SZA did not have a pleasant start to her career. Since 2012 he was performing music and composing for other artists: he co-wrote Feeling Myself (2014) for Beyoncé and Nicki Minaj, or Consideration (2016), for Rihanna. A talent scout for Top Dawg Entertainment, Kendrick Lamark and Schoolboy Q's record label, detected her quality and signed her. The singer recorded her debut album, Ctrl, ready to publish in 2015. The company preferred to delay it for strategic reasons, until after two years of discussions, in 2017 it decided. “I'm leaving it,” she wrote in a tweet that she later deleted. But the message had its effect and the record company released it that 2017. It was a success.
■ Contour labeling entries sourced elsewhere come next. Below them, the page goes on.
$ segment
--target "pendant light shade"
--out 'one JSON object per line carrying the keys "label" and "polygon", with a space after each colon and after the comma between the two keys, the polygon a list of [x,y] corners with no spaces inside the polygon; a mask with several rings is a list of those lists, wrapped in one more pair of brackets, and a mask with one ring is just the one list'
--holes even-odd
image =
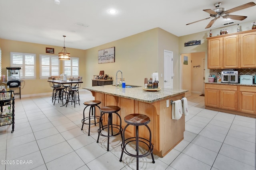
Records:
{"label": "pendant light shade", "polygon": [[64,47],[63,47],[63,49],[60,51],[60,53],[59,53],[59,60],[69,60],[70,59],[70,54],[67,52],[65,47],[65,37],[66,35],[63,35],[63,37],[64,37]]}

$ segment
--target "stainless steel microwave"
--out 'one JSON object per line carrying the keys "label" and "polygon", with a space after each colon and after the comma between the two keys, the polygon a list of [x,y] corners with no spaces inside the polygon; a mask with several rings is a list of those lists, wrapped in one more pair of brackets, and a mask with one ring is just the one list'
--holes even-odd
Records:
{"label": "stainless steel microwave", "polygon": [[223,83],[238,83],[238,71],[222,71],[221,82]]}

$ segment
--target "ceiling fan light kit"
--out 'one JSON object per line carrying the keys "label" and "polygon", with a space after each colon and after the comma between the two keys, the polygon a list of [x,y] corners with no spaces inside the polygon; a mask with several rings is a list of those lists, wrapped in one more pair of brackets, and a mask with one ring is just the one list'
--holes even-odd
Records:
{"label": "ceiling fan light kit", "polygon": [[[208,25],[205,27],[206,29],[211,27],[214,22],[215,22],[215,21],[220,17],[222,17],[223,18],[230,19],[232,20],[242,21],[247,18],[247,17],[246,16],[229,15],[229,14],[251,7],[256,5],[255,3],[252,2],[240,6],[237,6],[236,7],[230,9],[230,10],[226,10],[226,9],[223,8],[219,8],[221,4],[221,2],[217,2],[214,4],[214,5],[216,8],[213,10],[211,10],[210,9],[203,10],[203,11],[210,14],[210,16],[211,17],[214,18],[210,21]],[[200,20],[198,21],[191,22],[186,24],[186,25],[190,25],[205,20],[207,20],[209,18],[210,18],[210,17],[207,18],[202,20]]]}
It has taken SZA five years to publish her second work, the praised S.O.S. An extensive album (23 songs, one hour and eight minutes) where Travis Scott, Ol' Dirty Bastard and Phoebe Bridges collaborate. If with Ctrl seduced critics and a select audience, with S.O.S. has reached all audiences thanks to its ability to wrap its dramatic messages in commercial music. The album plays hip hop, soul, pop, ballads… Some were advertised in bits and pieces on TikTok and The followers gave him a name. It is the case of Shirt. Taylor Swift would never dare to go narratively where she is diving. They both sing about relationships, but SZA from uncomfortable points of view: sex, obscenity, betrayal, resentment, arrogance, authority, submission, pride. Many of his songs are anthems of bad bitch that conveys a helpless fragility: the same thing she claims that she will kill her ex tells of the long road she had to go through to feel like a beautiful woman.
In 2019, the singer was the protagonist of an event that confirms her great popularity, the power of a well-placed tweet and the path that still needs to be taken in the United States regarding racial issues. SZA reported on Twitter how an employee of a cosmetics store in Calabasas (California) called security personnel to search her because she believed she had stolen from her. The singer wrote on the social network: “Sandy, from the Sephora store at 614 Calabasas, called security to make sure she was not stealing. We had a long talk. Have a good day, Sandy.” The store, the popular Sephora chain, reacted by closing all its stores in the United States (about 400) one day and took advantage of that day to give a course on diversity to its employees.
In a 2023 interview for the magazine Rolling Stone, The reporter tells how SZA treats her followers in such a warm way that it often borders on the reckless. He not only talks to them, but invites some to share a cigarette backstage or invites them to a party at his house. The singer justified it like this: “I know what it's like to feel small, that no one cares. Because that's how it was for much of my life. At school and high school they never paid much attention to me. So I try to make sure that people who like my music know this: 'I see you and I hear you.' It is reciprocal: the pop world does not take its eyes off him and listens massively to his songs.